# Store-and-forward concepts

How the QuestDB store-and-forward client substrate decouples the producer from the wire, masks network outages and server restarts, and replays unacknowledged frames against a fresh connection.

Store-and-forward (SF) is the client-side substrate that sits between your
application code and the QWP wire transport. It absorbs publishes into a
local ring of fixed-size segments, drains them over a WebSocket connection
on a dedicated I/O thread, and replays any unacknowledged frames after a
disconnect or restart.

The goal is **producer-never-blocks-on-the-wire**. Your call to `flush()`
returns as soon as data is published into the substrate. Acknowledgements
arrive asynchronously. A network outage or a server restart leaves your
producer code unaffected — the I/O thread quietly reconnects and replays
what remains.

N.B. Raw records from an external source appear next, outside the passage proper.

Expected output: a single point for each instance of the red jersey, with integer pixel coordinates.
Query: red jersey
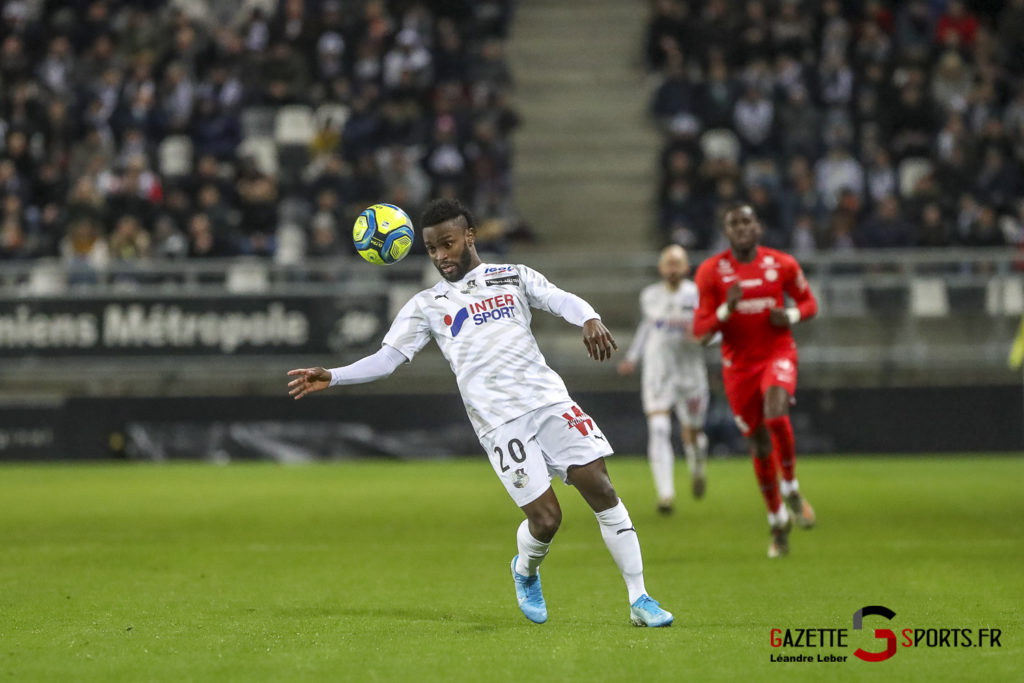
(748, 336)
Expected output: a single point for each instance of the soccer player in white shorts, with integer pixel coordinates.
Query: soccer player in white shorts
(530, 428)
(675, 376)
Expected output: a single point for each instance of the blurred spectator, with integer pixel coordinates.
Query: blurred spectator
(933, 228)
(884, 113)
(91, 91)
(888, 227)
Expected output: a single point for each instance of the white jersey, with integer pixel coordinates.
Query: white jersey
(665, 337)
(481, 325)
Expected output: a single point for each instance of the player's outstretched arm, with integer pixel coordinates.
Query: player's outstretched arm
(307, 380)
(378, 366)
(598, 339)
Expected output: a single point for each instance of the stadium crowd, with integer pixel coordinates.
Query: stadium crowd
(844, 124)
(193, 128)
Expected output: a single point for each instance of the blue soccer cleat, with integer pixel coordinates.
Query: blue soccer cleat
(646, 611)
(527, 592)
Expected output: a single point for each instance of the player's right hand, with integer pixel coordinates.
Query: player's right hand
(733, 295)
(307, 380)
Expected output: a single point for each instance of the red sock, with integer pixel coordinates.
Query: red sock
(783, 445)
(764, 470)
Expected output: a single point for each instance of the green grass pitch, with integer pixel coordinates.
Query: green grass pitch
(398, 571)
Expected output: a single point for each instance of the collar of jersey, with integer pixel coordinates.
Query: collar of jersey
(469, 275)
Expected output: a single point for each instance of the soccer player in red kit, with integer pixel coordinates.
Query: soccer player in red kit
(742, 296)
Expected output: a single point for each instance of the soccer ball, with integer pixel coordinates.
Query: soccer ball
(383, 235)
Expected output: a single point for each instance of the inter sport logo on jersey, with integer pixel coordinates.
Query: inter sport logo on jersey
(493, 308)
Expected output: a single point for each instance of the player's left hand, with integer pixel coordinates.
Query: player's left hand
(307, 380)
(778, 317)
(598, 340)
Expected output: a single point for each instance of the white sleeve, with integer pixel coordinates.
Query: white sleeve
(375, 367)
(411, 331)
(542, 294)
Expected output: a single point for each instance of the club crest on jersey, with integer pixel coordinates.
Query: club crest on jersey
(579, 420)
(520, 478)
(492, 308)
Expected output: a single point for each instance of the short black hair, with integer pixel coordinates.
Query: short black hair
(439, 211)
(733, 205)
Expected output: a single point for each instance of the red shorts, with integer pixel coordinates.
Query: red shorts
(745, 386)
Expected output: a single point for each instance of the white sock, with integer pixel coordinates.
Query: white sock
(779, 517)
(787, 488)
(701, 454)
(660, 457)
(621, 538)
(531, 551)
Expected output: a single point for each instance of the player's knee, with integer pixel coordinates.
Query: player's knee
(544, 523)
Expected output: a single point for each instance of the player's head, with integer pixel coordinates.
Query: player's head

In SF mode, even a crash of the sender process itself loses
no unacked data: the next sender on the slot recovers it from disk and
replays it.

## Two modes

SF runs in either of two modes selected by the connect string:

| Aspect | Memory mode | SF mode |
|---|---|---|
| Trigger | `sf_dir` is **unset** | `sf_dir` is set |
| Storage | malloc'd ring in process RAM | mmap'd files under `<sf_dir>/<sender_id>/` |
| Default capacity | `128 MiB` | `10 GiB` |
| Unacked data if the sender crashes | Lost | Recovered and replayed on restart |
| Unacked data if the sender's host reboots | Lost | Recovered, if the disk persists |
| Tolerates transient network blips | Yes | Yes |
| Tolerates multi-minute server outages | Bounded by RAM cap | Bounded by disk cap |
| Recovers another sender's stale slot | n/a | Opt-in via `drain_orphans=on` |

Both modes share the same reconnect loop, the same backoff and retry
budgets, and the same on-the-wire behaviour. The only difference is
where unacked data lives.

## What "frame" means here

A **frame** is one encoded QWP message — typically a batch of rows for one
or more tables. The SF substrate treats frames as opaque payloads with two
properties: a length, and a CRC32C checksum. The append protocol writes the
payload first, the checksum last, and a partial write left behind by a
crash is detected and discarded by the recovery scanner on next start.

Frames in SF mode are **self-sufficient**: every frame carries the full
schema for every table it touches and the full symbol-dictionary delta
from id 0. That makes a frame replayable against any server connection,
weeks or months later, even after a process restart that wiped all
in-memory schema state. The cost is a small per-batch overhead which is
accepted for correctness.

## The FSN model

Two distinct counters track frame identity:

- **FSN** (frame-sequence-number) — a monotonic counter assigned when a
  frame is appended to the substrate. FSN survives reconnects and (in SF
  mode) restarts. It is the substrate's permanent identifier for a frame.
- **wireSeq** — the per-connection counter the server uses for
  deduplication, reset to `0` on every successful WebSocket upgrade.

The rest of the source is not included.